Uomo e donna, marito e moglie, padre e madre, genitori e figli: Aldo è il perfetto ritratto dell’uomo post ’68 che quasi per fortuna, senza alcuno sforzo si trova ad adempiere a tutti i suoi obblighi morali: sposarsi e creare una famiglia, procreare e portare i soldi a casa. Vanda è la madre e prima di esserlo, è donna. Donna, che come tante altre, deve sgomitare per guadagnarsi una posizione ed uscire dal solito assioma brava moglie e buona madre angelo del focolare. Vanda deve barcamenarsi fra tre scuole e la casa. Deve lavorare e crescere i figli con o senza un padre. Un padre assente anche quando presente, troppo narcisista per pensare al bene di ciò che ha costruito.
«Tu hai un’unica soluzione: tu, io, Sandro e Anna» ripete Vanda, quasi più a se stessa che al marito, come fosse un mantra, perché sembra essere l’unica che ha capito che quando l’amore finisce bisogna pensare alla vergogna di quello che ci si lascia dietro.
La decostruzione del matrimonio e della famiglia
Lacci è un film che non racconta solo la storia di un matrimonio, ma svela cosa c’è dietro facendone e mergere tutte le dolorose contraddizioni e le menzogne del quieto vivere.
Viene presentata allo spettatore la storia della decostruzione dell’istituzione matrimoniale e familiare, in una Napoli che resta sempre più sullo sfondo privata del sole e del calore intrinseci perché tutto ciò che resta, senza amore, è la freddezza sterile di colpe e virtù dell’ipocrisia borghese nella quale si resta consapevolmente ingabbiati.
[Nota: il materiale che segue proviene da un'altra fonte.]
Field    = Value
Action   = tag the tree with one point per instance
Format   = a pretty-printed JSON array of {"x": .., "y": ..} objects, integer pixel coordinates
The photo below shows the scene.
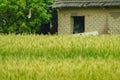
[{"x": 23, "y": 16}]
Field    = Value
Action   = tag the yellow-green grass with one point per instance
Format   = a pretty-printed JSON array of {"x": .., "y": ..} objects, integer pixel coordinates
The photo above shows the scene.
[{"x": 39, "y": 57}]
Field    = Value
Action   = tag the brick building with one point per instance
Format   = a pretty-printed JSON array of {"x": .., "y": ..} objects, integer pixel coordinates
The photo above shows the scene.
[{"x": 77, "y": 16}]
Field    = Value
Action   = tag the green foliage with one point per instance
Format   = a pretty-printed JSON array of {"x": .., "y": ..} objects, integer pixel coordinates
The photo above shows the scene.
[
  {"x": 34, "y": 57},
  {"x": 23, "y": 16}
]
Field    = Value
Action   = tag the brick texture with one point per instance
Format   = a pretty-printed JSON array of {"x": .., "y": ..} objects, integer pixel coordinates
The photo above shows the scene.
[{"x": 105, "y": 21}]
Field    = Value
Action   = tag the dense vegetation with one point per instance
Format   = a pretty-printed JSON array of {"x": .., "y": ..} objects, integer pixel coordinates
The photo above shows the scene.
[
  {"x": 24, "y": 16},
  {"x": 34, "y": 57}
]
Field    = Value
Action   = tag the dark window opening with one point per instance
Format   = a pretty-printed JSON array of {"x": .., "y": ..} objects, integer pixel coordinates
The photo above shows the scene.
[{"x": 78, "y": 24}]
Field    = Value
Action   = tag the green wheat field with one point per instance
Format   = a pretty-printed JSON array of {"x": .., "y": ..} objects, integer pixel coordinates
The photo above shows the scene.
[{"x": 57, "y": 57}]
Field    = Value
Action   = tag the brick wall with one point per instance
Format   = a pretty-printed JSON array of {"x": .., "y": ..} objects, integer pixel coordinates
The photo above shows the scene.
[{"x": 105, "y": 21}]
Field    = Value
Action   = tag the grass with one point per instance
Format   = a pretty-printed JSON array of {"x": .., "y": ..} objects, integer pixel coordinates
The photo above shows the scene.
[{"x": 38, "y": 57}]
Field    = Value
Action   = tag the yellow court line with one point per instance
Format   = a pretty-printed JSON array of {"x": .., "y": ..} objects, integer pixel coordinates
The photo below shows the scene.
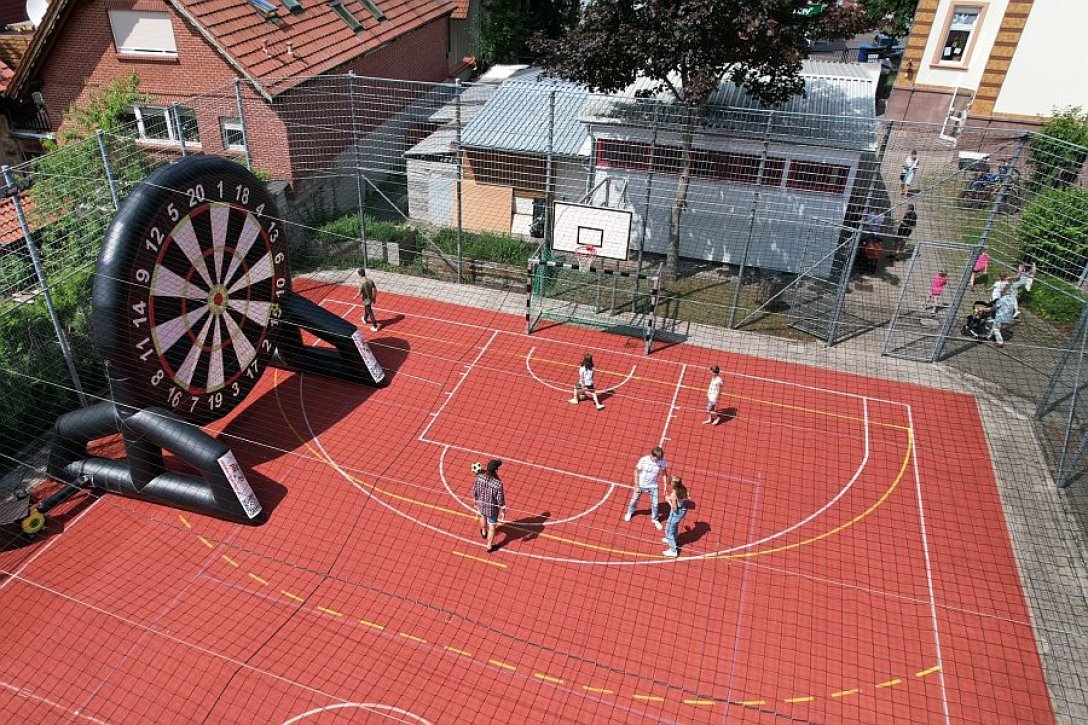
[
  {"x": 619, "y": 552},
  {"x": 481, "y": 560}
]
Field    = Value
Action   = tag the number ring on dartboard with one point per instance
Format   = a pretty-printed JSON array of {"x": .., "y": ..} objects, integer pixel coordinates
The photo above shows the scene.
[{"x": 188, "y": 289}]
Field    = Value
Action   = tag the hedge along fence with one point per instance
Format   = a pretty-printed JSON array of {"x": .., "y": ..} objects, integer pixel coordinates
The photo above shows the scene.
[
  {"x": 336, "y": 245},
  {"x": 35, "y": 385}
]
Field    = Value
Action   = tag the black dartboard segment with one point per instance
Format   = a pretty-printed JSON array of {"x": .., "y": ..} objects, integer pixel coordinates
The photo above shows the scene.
[{"x": 189, "y": 284}]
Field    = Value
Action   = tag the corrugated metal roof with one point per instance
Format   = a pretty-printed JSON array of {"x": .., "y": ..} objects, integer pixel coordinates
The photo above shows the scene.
[
  {"x": 837, "y": 110},
  {"x": 516, "y": 118}
]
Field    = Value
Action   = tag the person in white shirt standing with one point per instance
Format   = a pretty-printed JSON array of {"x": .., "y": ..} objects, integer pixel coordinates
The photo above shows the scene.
[
  {"x": 584, "y": 386},
  {"x": 713, "y": 391},
  {"x": 651, "y": 471}
]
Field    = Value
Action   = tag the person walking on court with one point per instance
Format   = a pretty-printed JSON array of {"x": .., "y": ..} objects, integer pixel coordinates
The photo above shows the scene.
[
  {"x": 368, "y": 293},
  {"x": 713, "y": 391},
  {"x": 906, "y": 175},
  {"x": 584, "y": 388},
  {"x": 650, "y": 469},
  {"x": 678, "y": 508},
  {"x": 491, "y": 501},
  {"x": 903, "y": 233}
]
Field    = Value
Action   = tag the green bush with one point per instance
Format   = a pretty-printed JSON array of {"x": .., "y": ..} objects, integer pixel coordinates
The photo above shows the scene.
[
  {"x": 1053, "y": 229},
  {"x": 485, "y": 246},
  {"x": 1054, "y": 300}
]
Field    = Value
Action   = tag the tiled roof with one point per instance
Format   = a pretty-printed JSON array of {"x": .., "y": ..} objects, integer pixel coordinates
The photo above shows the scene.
[
  {"x": 319, "y": 39},
  {"x": 283, "y": 50}
]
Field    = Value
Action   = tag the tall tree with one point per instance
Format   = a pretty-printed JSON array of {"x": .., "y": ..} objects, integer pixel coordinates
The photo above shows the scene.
[
  {"x": 506, "y": 26},
  {"x": 689, "y": 47}
]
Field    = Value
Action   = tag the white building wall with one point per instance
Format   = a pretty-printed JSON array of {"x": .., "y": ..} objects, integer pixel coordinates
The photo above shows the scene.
[
  {"x": 971, "y": 74},
  {"x": 1050, "y": 66}
]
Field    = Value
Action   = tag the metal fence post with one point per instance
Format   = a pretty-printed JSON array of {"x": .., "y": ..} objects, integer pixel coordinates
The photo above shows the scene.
[
  {"x": 178, "y": 128},
  {"x": 242, "y": 122},
  {"x": 548, "y": 167},
  {"x": 360, "y": 188},
  {"x": 109, "y": 171},
  {"x": 953, "y": 309},
  {"x": 39, "y": 271},
  {"x": 751, "y": 232},
  {"x": 460, "y": 174}
]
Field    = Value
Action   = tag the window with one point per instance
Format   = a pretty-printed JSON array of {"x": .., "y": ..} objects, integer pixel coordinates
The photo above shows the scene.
[
  {"x": 143, "y": 33},
  {"x": 962, "y": 25},
  {"x": 156, "y": 123},
  {"x": 619, "y": 154},
  {"x": 817, "y": 176},
  {"x": 234, "y": 136}
]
Napoli è solo accennata nei vicoli stretti, nei panni spasi, nelle feste di carnevale e in un’ideologia familiare patriarcale. Napoli è la città del sole e del mare, la città dove non piove mai e se piove significa che è malacqua e come dice Aldo «per stare insieme, bisogna parlare poco…l’indispensabile» altrimenti i lacci si consumano troppo e non si possono più annodare.